I went more than four years ago, I went in the winter of 2004. I had just finished my first book and I was thinking, “Well, what is the next book going to be?” and I sound like a MacDowell convert right now, but it is an experience like no other. There is that sense of feeling so lucky to be given this gift of time, to be given this gift of space, to be sent the message that we take your work seriously enough that we have created this magical environment for you and being with other people that have been given this gift. We are kind of giddy, it’s the sense of unwrapping the chocolate bar and finding the golden dollar in Willy Wonka, we are all holding this golden dollar and cant believe we are lucky enough to find ourselves here.

I am rendered speechless. The friendships you make at MacDowell have that special quality to them. It means a lot to have the friends that I made through that special time; to see them again takes me back to that special winter that we spent in our cabins just going through a period of real productivity.

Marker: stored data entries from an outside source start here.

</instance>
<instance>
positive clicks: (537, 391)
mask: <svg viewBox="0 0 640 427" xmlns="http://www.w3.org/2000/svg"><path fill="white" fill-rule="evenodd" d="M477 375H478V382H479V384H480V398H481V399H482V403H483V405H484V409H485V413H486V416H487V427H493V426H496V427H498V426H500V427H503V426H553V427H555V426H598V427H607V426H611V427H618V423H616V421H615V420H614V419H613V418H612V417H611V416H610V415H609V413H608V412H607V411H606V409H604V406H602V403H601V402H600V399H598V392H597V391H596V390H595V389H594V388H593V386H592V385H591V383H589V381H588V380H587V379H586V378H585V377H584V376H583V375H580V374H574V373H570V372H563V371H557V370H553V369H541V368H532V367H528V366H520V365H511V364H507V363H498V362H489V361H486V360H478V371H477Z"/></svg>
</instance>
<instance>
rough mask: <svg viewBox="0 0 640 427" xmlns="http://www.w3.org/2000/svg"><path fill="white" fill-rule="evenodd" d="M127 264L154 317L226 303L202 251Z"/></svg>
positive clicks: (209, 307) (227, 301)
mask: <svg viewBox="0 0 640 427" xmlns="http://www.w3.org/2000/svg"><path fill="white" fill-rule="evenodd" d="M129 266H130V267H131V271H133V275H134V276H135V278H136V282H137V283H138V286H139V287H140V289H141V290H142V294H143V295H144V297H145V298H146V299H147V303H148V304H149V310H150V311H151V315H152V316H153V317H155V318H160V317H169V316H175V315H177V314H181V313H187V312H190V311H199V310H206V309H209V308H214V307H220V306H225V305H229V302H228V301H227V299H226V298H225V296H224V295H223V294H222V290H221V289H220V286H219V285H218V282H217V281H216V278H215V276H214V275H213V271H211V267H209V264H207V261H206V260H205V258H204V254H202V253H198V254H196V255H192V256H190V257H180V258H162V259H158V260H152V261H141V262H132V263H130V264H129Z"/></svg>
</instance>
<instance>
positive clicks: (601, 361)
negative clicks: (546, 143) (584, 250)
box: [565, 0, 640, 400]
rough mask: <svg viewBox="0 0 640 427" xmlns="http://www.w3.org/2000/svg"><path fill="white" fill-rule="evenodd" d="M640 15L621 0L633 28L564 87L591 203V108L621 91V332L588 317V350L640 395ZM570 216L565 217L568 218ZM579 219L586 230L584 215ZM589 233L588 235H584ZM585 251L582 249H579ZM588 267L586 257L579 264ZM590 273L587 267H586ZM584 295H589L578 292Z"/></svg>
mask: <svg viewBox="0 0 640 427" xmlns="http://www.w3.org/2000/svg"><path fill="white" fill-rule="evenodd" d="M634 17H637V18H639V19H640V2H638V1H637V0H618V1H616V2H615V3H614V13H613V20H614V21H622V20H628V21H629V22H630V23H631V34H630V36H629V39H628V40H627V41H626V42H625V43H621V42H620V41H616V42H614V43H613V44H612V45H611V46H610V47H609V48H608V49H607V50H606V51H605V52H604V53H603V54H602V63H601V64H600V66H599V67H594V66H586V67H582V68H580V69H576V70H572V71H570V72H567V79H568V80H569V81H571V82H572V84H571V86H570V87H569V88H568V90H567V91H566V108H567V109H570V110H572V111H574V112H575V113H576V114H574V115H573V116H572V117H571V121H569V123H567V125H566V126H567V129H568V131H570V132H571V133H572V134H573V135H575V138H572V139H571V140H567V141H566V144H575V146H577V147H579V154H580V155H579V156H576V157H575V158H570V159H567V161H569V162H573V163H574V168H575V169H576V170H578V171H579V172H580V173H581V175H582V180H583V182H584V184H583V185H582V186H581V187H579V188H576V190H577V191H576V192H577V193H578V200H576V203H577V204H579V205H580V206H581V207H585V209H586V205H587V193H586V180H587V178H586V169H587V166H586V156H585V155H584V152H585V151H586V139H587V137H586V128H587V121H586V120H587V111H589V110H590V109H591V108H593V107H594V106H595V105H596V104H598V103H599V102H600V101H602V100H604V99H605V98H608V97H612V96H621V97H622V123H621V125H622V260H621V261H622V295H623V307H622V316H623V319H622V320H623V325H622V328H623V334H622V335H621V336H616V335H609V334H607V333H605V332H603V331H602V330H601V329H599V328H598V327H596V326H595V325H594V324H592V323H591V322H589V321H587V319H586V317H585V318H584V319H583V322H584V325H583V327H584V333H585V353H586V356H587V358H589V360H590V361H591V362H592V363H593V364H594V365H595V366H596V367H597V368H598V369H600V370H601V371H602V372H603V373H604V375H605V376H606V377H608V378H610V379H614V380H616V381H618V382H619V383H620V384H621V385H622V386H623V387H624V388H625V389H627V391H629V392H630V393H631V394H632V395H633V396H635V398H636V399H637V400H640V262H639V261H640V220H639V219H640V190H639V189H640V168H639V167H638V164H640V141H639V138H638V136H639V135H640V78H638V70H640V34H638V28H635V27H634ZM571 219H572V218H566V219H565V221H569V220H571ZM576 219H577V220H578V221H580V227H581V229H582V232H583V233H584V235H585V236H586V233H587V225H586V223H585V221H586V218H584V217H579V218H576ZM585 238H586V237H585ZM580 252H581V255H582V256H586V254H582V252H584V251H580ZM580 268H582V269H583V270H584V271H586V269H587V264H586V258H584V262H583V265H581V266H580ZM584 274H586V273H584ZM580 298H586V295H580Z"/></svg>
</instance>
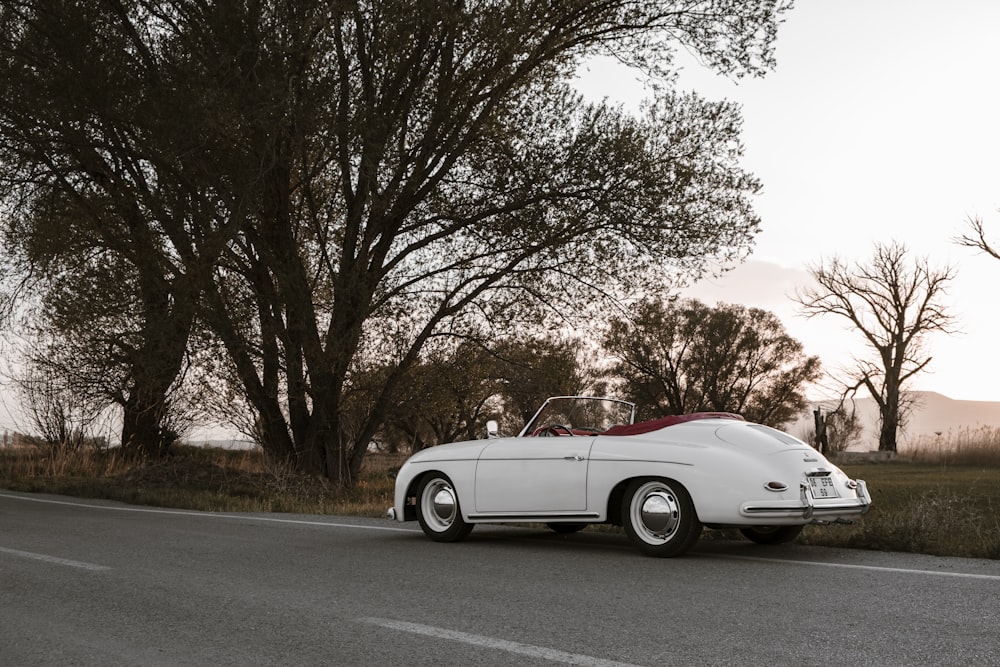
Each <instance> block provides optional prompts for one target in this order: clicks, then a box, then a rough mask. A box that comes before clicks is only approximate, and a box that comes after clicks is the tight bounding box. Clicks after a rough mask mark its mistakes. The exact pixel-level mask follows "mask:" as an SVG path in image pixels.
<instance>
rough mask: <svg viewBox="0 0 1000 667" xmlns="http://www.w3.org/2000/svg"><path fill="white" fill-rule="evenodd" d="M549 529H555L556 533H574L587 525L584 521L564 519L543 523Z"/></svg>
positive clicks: (553, 529)
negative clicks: (556, 521)
mask: <svg viewBox="0 0 1000 667" xmlns="http://www.w3.org/2000/svg"><path fill="white" fill-rule="evenodd" d="M545 525H546V526H548V527H549V528H550V529H552V530H554V531H556V532H557V533H564V534H568V533H576V532H579V531H581V530H583V529H584V528H586V527H587V524H585V523H569V522H565V521H560V522H557V523H547V524H545Z"/></svg>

How did it feel to have the three other women whom you were nominated with for The National Book Award, attend this reading tonight?
It meant so much for them to be here tonight. One of the best parts of that experience was becoming friends with the other finalists. It was a year that there was a mini controversy because some people in the book world felt that the judges had picked five obscure women writers from New York, so there was a lot of negative attention. But what the wonderful side affect was that we came together and spent a lot of time together and got to know each other and those friendships have lasted. Joan [Silber] and Christine [Schutt] both have books that came out recently and both are just fantastic. I feel proud to be within this circle.